The Phase I, open-label, dose escalation trial in China is designed to assess the safety, tolerability, pharmacokinetics and preliminary efficacy of intraperitoneally administered SCB-313 as a single-agent for the treatment of malignant ascites.

“We are excited to work with world-renowned medical oncologist Dr. Jin Li and his team at Shanghai East Hospital. China has the largest global incidence of gastrointestinal cancers, which often cause malignant ascites, so we look forward to the results from this SCB-313 study,” said Dr. Min Dong, Executive Vice President, Global Clinical Development at Clover. “Now that Clover has successfully initiated clinical studies evaluating SCB-313 in multiple countries, we hope to bring this novel and potentially first-in-class therapy to patients worldwide.”

“TRAIL has long been considered a tantalizing target for cancer therapy because it can induce apoptosis in a tumor-specific manner across many different tumor types. SCB-313, which utilizes our proprietary Trimer-Tag© technology, is able to potently and uniquely target this trimerization-dependent pathway,” said Dr. Peng Liang, co-founder, Chairman and President of Clover. “We believe that SCB-313 has the potential to be a best-in-class TRAIL-based therapy based on our R&D results to date, and in the months ahead, we look forward to initiating multiple new clinical studies for the treatment of intracavitary cancers.”

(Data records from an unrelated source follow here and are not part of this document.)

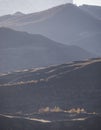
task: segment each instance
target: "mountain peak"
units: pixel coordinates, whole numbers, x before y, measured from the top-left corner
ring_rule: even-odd
[[[20,11],[17,11],[17,12],[14,13],[14,15],[16,15],[16,16],[22,16],[24,14],[22,12],[20,12]]]

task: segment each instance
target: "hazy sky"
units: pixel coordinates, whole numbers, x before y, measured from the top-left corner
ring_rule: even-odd
[[[72,0],[0,0],[0,15],[12,14],[16,11],[23,13],[36,12],[52,6],[64,4]],[[75,0],[76,4],[101,5],[101,0]]]

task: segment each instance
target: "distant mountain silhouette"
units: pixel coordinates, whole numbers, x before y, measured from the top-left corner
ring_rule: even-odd
[[[101,6],[82,5],[80,8],[101,20]]]
[[[0,28],[0,72],[61,64],[95,55],[76,47],[32,35]]]
[[[0,113],[44,107],[101,113],[101,59],[22,70],[0,76]]]
[[[94,41],[97,41],[97,44],[94,41],[93,44],[96,44],[96,49],[98,50],[98,44],[101,42],[101,21],[89,11],[85,11],[85,8],[88,9],[90,6],[77,7],[73,4],[65,4],[38,13],[22,16],[3,16],[0,17],[0,26],[42,34],[55,41],[69,45],[76,45],[76,43],[81,42],[83,46],[80,45],[80,47],[84,47],[83,49],[90,47],[87,51],[94,50],[94,46],[84,45],[85,40],[91,44],[95,38]],[[92,13],[95,12],[96,16],[97,14],[100,15],[100,7],[91,6],[91,8],[94,8]],[[97,11],[95,11],[95,8],[97,8]],[[96,55],[101,56],[100,52],[96,52],[94,50]]]

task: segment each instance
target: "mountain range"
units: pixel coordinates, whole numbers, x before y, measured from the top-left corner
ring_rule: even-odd
[[[100,7],[97,6],[77,7],[73,4],[65,4],[32,14],[20,13],[21,15],[2,16],[0,17],[0,26],[41,34],[57,42],[76,45],[101,56],[99,10]],[[90,13],[91,11],[93,15]]]
[[[101,20],[101,6],[82,5],[80,8]]]
[[[63,45],[42,35],[0,28],[0,72],[62,64],[94,57],[74,45]]]

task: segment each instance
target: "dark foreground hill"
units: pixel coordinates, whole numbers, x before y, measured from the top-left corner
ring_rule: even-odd
[[[101,59],[0,76],[0,113],[33,113],[55,106],[101,113]]]
[[[83,121],[60,121],[41,123],[27,119],[0,116],[0,130],[100,130],[101,117],[88,118]]]
[[[0,28],[0,72],[61,64],[93,56],[79,47],[63,45],[41,35]]]

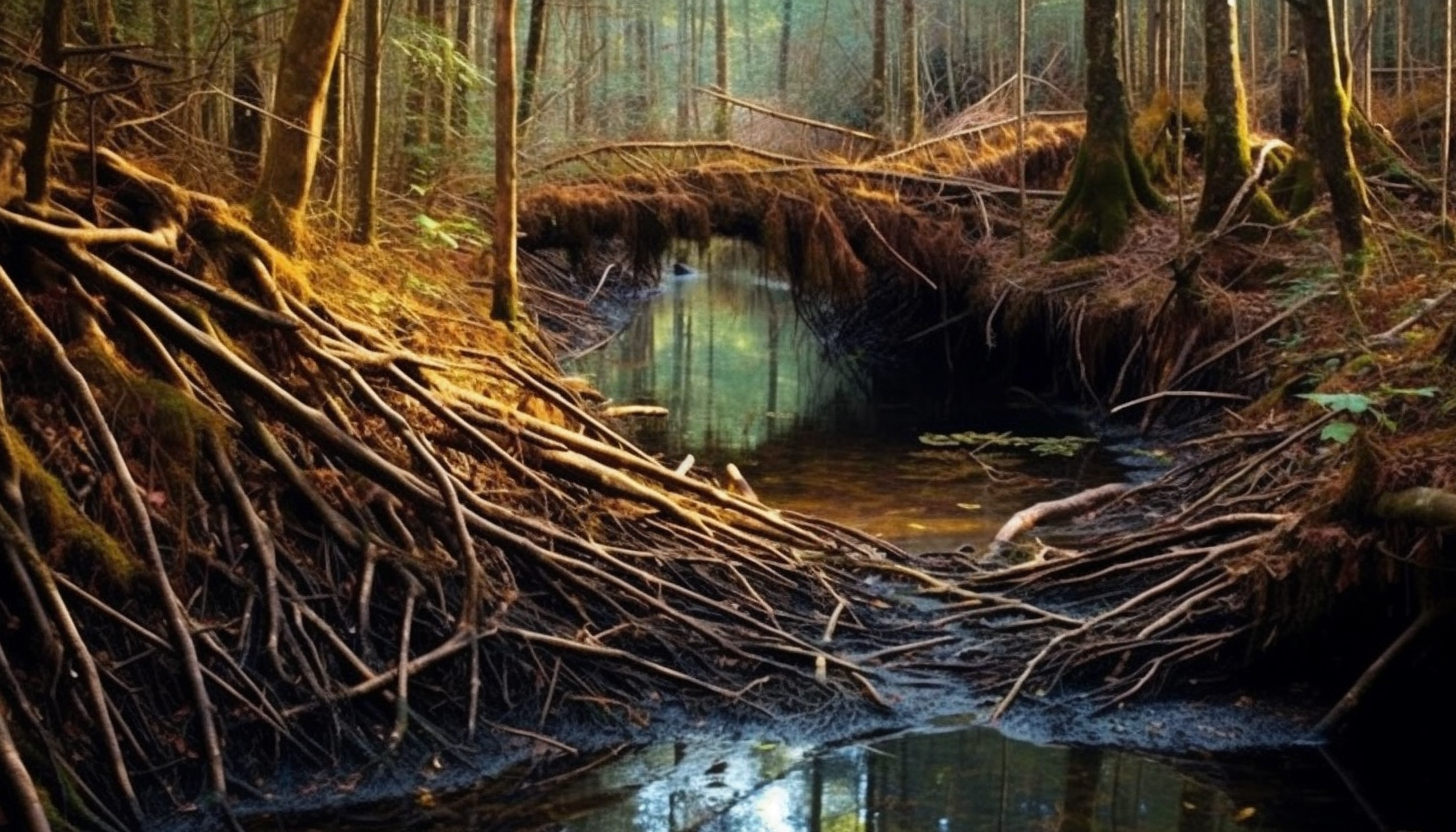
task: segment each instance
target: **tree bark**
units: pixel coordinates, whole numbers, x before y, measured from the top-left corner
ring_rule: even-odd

About Clover Biopharmaceuticals
Clover Biopharmaceuticals is a global, clinical-stage, research-based biotechnology company focused on discovering, developing and commercializing transformative biologic therapies, with a focus on oncology and autoimmune diseases. Clover is utilizing its proprietary Trimer-Tag© technology platform to develop novel biologics targeting trimerization-dependent pathways. Additionally, Clover is leveraging its in-house cGMP biomanufacturing capabilities to develop select biosimilars. For more information, please visit our website:

About Trimer-Tag© Technology
Trimer-TagÓ is an innovative drug development platform which allows the production of novel, covalently-trimerized fusion proteins. Many major disease targets are trimerization-dependent such as the tumor necrosis factor superfamily (involved in extrinsic apoptosis, immune co-stimulation and inflammation) as well as enveloped RNA virus antigens responsible for entry into host cells. Clover is using Trimer-TagÓ technology to create trimerized fusion proteins that are able to effectively target these previously undruggable pathways.

About Malignant Ascites
Malignant ascites is the abnormal accumulation of fluid in the peritoneal cavity in cancer patients, indicating intraperitoneal dissemination of cancer cells and is typically a grave prognostic sign. Repeated paracentesis (peritoneal puncture and drainage of ascites) and diuretics have remained the most frequently utilized treatment modalities for decades but do not treat the underlying tumor cells causing ascites production, and ascitic fluid typically quickly re-accumulates; moreover, the continuous accumulation of ascites often leads to rapid loss of nutrients, causing severe hypoalbuminemia. Currently, there are no targeted or biologic antitumor therapies approved and available to reduce production or prevent re-accumulation of malignant ascites. Often occurring in patients with gastro-intestinal and ovarian primary malignancies, malignant ascites remains a major unmet medical need worldwide.